Dear Professor, I’m Struggling

As midterm week wraps up, many of us are struggling to get by. For one, I overestimated my ability to manage 17 credits this semester. These past two weeks have included dossiers, essays and exams, some of which I had no idea how to handle. It wasn’t because I didn’t study enough; the combination of being cooped up at home and solely doing schoolwork has fried my brain. Each week during my women in the media class, I see the look of pure exhaustion among my fellow classmates. The lows tend to outweigh the highs.

With this fall semester probably being one of the hardest for me, I have relied on being open about my mental state to my professors. I stopped seeing asking for help as an excuse but as a way to maintain composure and, more importantly, my grades. About a week or two ago, I had a panic attack thirty minutes before class. For twenty minutes I contemplated whether I should email my professor about having to miss his class or force myself to attend. I decided on the former but found myself struggling to put the words together. How do you write an email when your brain is scrambled?

Be honest

One of the most important aspects of reaching out for help is being honest with your professor about what’s going on. If we as students are struggling, they most likely are too. It may be difficult to connect to professors who might not seem friendly, but at the end of the day, they are there to help you. The last thing they want is a student failing their class because of fear or anxiety.

When I experienced my panic attack, I broke down what had triggered it. I informed my professor of how I was feeling and the toll midterms had taken on my mental health, focusing on the combination of not leaving my room for the majority of the week to study and the sleep deprivation from thinking my studying wasn’t enough. Being straightforward not only helped me feel better about what was going on but showed my professor I wasn’t lying about being overwhelmed.

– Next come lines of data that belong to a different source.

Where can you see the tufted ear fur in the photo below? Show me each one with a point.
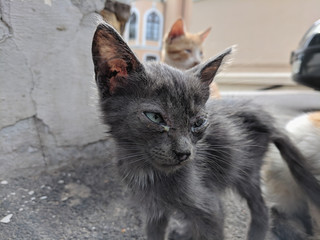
(205, 34)
(176, 30)
(113, 60)
(208, 70)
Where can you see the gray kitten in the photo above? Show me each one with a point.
(177, 151)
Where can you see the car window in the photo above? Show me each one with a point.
(313, 30)
(315, 40)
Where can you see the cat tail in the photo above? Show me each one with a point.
(298, 166)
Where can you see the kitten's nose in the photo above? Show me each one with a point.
(195, 63)
(182, 156)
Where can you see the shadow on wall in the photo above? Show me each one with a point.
(47, 100)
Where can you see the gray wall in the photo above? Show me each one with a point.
(48, 111)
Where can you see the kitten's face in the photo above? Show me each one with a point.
(156, 113)
(183, 50)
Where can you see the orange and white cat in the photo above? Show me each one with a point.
(282, 191)
(184, 50)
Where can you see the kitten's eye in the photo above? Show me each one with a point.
(155, 117)
(199, 124)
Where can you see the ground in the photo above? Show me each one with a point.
(82, 202)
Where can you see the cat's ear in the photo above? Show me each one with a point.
(113, 60)
(208, 70)
(204, 34)
(177, 30)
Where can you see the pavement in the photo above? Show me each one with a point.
(86, 200)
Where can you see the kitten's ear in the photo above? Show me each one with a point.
(177, 30)
(113, 60)
(204, 34)
(207, 71)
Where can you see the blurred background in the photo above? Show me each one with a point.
(47, 97)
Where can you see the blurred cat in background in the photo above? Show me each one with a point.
(184, 50)
(294, 216)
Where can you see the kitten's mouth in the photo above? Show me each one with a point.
(172, 166)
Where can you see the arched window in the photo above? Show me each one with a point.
(153, 27)
(133, 26)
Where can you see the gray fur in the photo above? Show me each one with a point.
(226, 151)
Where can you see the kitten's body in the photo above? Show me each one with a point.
(178, 152)
(290, 203)
(184, 50)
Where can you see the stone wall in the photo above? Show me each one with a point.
(48, 110)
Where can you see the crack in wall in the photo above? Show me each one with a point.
(5, 19)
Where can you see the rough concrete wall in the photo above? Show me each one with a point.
(47, 112)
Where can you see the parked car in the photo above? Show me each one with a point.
(305, 61)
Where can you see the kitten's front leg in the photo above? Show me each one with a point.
(156, 228)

What happens if they don’t respond?

Professors are either busy or, in a few cases, act like robots without emotions. It happens. Some people don’t know how to respond to emotions. For example, the professor in my story didn’t respond to my email. At first, I was frustrated because his class was one of the most demanding in my course load, not because the material was hard, but because he genuinely never explained the complicated assignments. The truth of the matter is I didn’t need him to give me permission to “take a day off,” but it would have been nice to know my professor considered my worries valid. Even so, if you find yourself in the same predicament, you have the responsibility to make the executive call when it comes to your mental health. Now more than ever, grasp onto your health and don’t lose your grip of it over school. As much of a nerd as I am, I will be the first to tell anyone that if school feels toxic, they should take a break from it. I don’t want to keep “shouting out” the pandemic, but this extended experience is more than enough justification for needing to take a mini break from school to check in on yourself.

Tips on coping with panic attacks

Personally, panic attacks are a bit of uncharted territory for me. My mother and brother have both dealt with them for years and take medication for it. I try not to rely on medication like them, mainly because I always end up feeling worse about the problem and would rather focus on what’s causing my panic attacks than put a Band-Aid over it. However, I am not a medical professional and would definitely recommend seeking one. Panic attacks are just awful. The feeling of complete desperation and inner turmoil is one no one should ever have to experience. Drinking tea may sound like an odd thing to recommend, but linden flower tea (without caffeine) helps me a lot. It may be somewhat of a placebo effect, but it still manages to soothe me. Another recommendation that may be unimaginable during midterm or exam week is eliminating coffee. I’ve realized that drinking coffee only increases my likelihood of having a panic attack, so to prevent that, I avoid coffee and caffeine in general.

Breathing techniques are extremely important to incorporate into your routine. Take a long breath in, hold, and then breathe out in relief. Doing this a couple of times helps regulate my breathing when it feels difficult to do so during a panic attack. I’ve read that closing your eyes helps. Personally, it makes me feel worse because I tend to delve into other topics that cause me anxiety or trauma. Instead, consider meditating and finding a stable point in your room or outside that you can look at for comfort. I tend to do this in yoga when I try to maintain balance. This also helps during a panic attack when the world feels like it's spinning out of control.

Listen up, professors

One final thing for the professors who happen to read this: Please be considerate of your students. We understand that there are some factors out of both our hands, but be empathetic by giving the proper response and creating a space that promotes mental health.